しばらく道を進んでいくと、少し開けた場所に出る。
そしてそこには……。
「ふぇーっ!」
女の子が喜びの声を出す。女の子の母親と思しき人がいたのだ。
母親は慌ててこちらに駆け寄ってくる。
俺は女の子を母親に引き渡すと、踵を返して帰ろうとする。
しかし。
「ふぇー」
女の子に呼び止められる。
どうやら、少し待っておいて欲しいようだ。
俺はその場に腰を下ろし、掲示板を眺めながら女の子を待つことにする。
そして数分後……。
「ふぇーっ……♪」
女の子から、花の冠が手渡される。
「もしかして、これを作ってくれてたの?」
「ふぇー……」
女の子は少し頬を赤く染めながら、下を向く。
「ありがとう。大事にするね」
俺は女の子の頭を撫でながらお礼を言う。
そして、もらった花の冠を頭に乗せる。
「それじゃ、またね」
「ふぇーっ!」
俺は女の子に手を振りながら、元来た道を帰っていく。
**********
アドヴィス森林の入口に戻ったころ、俺は花の冠を手に取り、ステータスを表示してみる。
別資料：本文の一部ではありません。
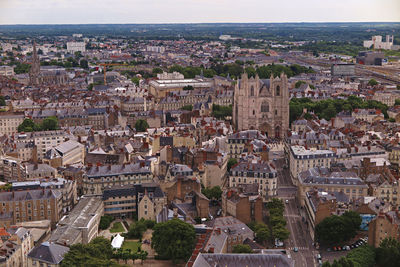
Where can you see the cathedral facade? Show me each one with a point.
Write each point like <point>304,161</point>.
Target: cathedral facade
<point>262,104</point>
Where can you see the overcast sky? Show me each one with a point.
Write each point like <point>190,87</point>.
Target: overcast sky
<point>182,11</point>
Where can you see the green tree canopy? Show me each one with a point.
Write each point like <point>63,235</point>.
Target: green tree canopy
<point>141,125</point>
<point>239,248</point>
<point>372,82</point>
<point>388,253</point>
<point>231,162</point>
<point>212,193</point>
<point>50,124</point>
<point>174,239</point>
<point>97,253</point>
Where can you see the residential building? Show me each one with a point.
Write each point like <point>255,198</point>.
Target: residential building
<point>385,225</point>
<point>255,172</point>
<point>14,250</point>
<point>134,201</point>
<point>30,205</point>
<point>81,224</point>
<point>73,47</point>
<point>322,179</point>
<point>66,153</point>
<point>47,255</point>
<point>7,71</point>
<point>301,159</point>
<point>243,202</point>
<point>101,177</point>
<point>9,122</point>
<point>238,142</point>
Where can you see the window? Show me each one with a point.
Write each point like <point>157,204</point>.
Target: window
<point>264,107</point>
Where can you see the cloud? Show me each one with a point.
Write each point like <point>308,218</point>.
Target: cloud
<point>181,11</point>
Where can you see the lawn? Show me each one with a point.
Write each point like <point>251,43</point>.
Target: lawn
<point>117,228</point>
<point>132,245</point>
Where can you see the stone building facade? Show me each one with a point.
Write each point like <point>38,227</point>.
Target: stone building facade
<point>262,104</point>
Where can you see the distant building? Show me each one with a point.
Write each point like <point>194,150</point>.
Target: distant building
<point>385,225</point>
<point>9,122</point>
<point>101,177</point>
<point>370,58</point>
<point>6,71</point>
<point>156,49</point>
<point>73,47</point>
<point>30,205</point>
<point>262,104</point>
<point>376,43</point>
<point>343,70</point>
<point>81,224</point>
<point>47,255</point>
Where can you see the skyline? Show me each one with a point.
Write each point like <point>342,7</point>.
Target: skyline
<point>190,11</point>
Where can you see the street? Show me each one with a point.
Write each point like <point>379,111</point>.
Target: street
<point>299,237</point>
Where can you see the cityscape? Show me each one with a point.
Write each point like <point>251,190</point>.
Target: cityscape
<point>185,138</point>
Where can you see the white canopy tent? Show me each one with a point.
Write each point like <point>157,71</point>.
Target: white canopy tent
<point>117,241</point>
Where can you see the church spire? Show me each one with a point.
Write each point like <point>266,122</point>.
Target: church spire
<point>35,67</point>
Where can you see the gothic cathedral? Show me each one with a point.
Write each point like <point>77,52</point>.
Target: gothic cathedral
<point>262,104</point>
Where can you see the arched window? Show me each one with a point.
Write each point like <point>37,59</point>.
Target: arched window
<point>264,107</point>
<point>278,91</point>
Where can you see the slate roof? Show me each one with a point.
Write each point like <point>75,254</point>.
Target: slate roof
<point>48,252</point>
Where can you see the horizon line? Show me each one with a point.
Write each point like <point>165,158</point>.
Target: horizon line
<point>177,23</point>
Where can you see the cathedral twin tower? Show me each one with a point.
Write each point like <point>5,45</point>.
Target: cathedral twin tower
<point>262,104</point>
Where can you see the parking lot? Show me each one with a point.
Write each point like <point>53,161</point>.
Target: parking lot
<point>332,254</point>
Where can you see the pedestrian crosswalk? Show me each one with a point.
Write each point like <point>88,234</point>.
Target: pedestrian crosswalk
<point>299,248</point>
【バンシーの花冠:ランクB、MP+32、魔力+18、魔防+50、運+33、混乱・即死無効、バンシーが心を籠めて作った花の冠。渡された者には幸運が訪れると言われる】
……やっぱりあの子、モンスターだったんだ。
バンシーっていうことは、もし機嫌を損ねてたら即死攻撃が飛んできてたかもしれないな……。
とりあえず、お互い無事に帰れたことに感謝しよう。
おそらくこのバンシーがアドヴィス森林のレアモンスターなんだろうけど……条件はいったい何だったんだろうか?
特に変わった行動はしてないはずだし……うーむ。
謎は深まったが、一人の女の子を無事に送り届けられたのでよしとしよう。
そう思いながらホームに戻ってログアウトするのだった。